The amount of dietary calcium was assessed by a food-frequency questionnaire,11 and caffeine intake was estimated.12 We also asked about walking; exercise13; the number of hours spent sitting and lying down per day; and the amount of difficulty experienced in walking, climbing and descending stairs, preparing meals, shopping, and doing housework.14
We measured weight, height (by stadiometer), waist and hip circumferences, and knee height.15 Body-mass index (the weight in kilograms divided by the square of the height in meters) was calculated with knee height substituted for total height. Tests of neuromuscular function included whether the subject could rise up from a chair (without using her arms) five times; the number of step-ups she completed in 10 seconds; the strength of her grip, triceps, knee extensions, and hip abduction (measured with a hand-held isometric dynamometer)16; her walking speed (over a 6-m course); and her ability to walk and stand in a tandem position with her eyes open and closed. We assessed cognitive function with a modified version of the Mini–Mental State Examination.17,18 We measured corrected visual acuity19 and contrast sensitivity20 (separately averaging the scores for low and high spatial frequencies). We assessed depth perception using the Howard–Dohlman device21 and scored it as the standard deviation of four trials. Blood pressure and pulse were measured with the subject supine and after she had been standing for one minute22; orthostatic hypotension was defined as a drop in systolic blood pressure of 20 mm Hg or more on standing.
We measured calcaneal bone mineral density, a measurement mainly of weight-bearing trabecular bone and a strong predictor of hip fractures,23 using single-photon absorptiometry (OsteoAnalyzer, Siemens–Osteon, Wahiawa, Hawaii). During a second examination, conducted between 1988 and 1990, we measured the bone density of the proximal femur, using dual x-ray absorptiometry (QDR 1000, Hologic, Waltham, Mass.) in 7786 women (82 percent of the survivors at that time).24 To determine the mean coefficient of variation for these measurements, a few staff members were measured at the four clinical centers, and the mean coefficient of variation was found to be 1.2 percent for both the calcaneus and femoral neck.24
Ascertainment of Hip Fractures
We contacted the women about fractures by postcard or telephone every four months and were able to complete 99 percent of these contacts. We confirmed all hip fractures by reviewing radiographs.25
We used proportional-hazards analysis to identify potential predictors of hip fracture and best subset analysis26 and backward stepwise analysis to identify independent risk factors. We found no interactions between risk factors and clinical centers. Unless specified, correlations between variables in multivariable models were less than 0.5. We report age-adjusted relative hazards as relative risks with 95 percent confidence intervals.

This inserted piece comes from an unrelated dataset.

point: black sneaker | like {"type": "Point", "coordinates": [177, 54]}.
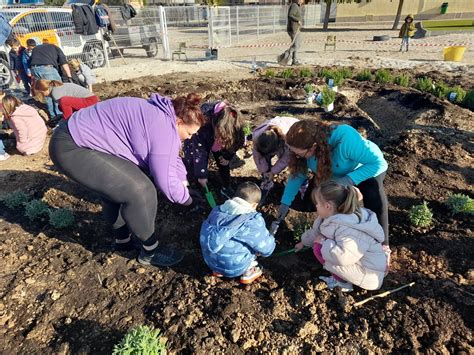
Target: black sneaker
{"type": "Point", "coordinates": [161, 256]}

Analyses were performed with the use of Statistical Analysis Software (SAS, Cary, N.C.).
We also explored whether the effects of certain risk factors could be explained by their effect on bone density at the hip, limiting the analyses to those variables — maternal history of hip fracture, height at age 25, and history of hyperthyroidism — that were unlikely to change from base line to the measurement of hip bone density.
Characteristics of the 9516 subjects are shown in Table 1. During an average 4.1 years of follow-up, 192 women had first hip fractures not due to motor vehicle accidents, 565 died, and 92 were lost to follow-up. In multivariable analyses, we identified 16 independent risk factors for hip fracture (Table 2) besides bone density. A woman whose mother had had a hip fracture had twice the risk of hip fracture of women without such a maternal history, especially if her mother fractured her hip before the age of 80 (relative risk, 2.7; 95 percent confidence interval, 1.7 to 4.4) rather than at 80 or later (relative risk, 1.6; 95 percent confidence interval, 1.0 to 2.7).
The more weight a woman had gained since the age of 25, the lower her risk of hip fracture (Figure 1). The women who weighed less than they had at 25 had a doubled risk of hip fracture (relative risk, 2.2; 95 percent confidence interval, 1.6 to 3.0). Women who were tall at the age of 25 also had a greater risk.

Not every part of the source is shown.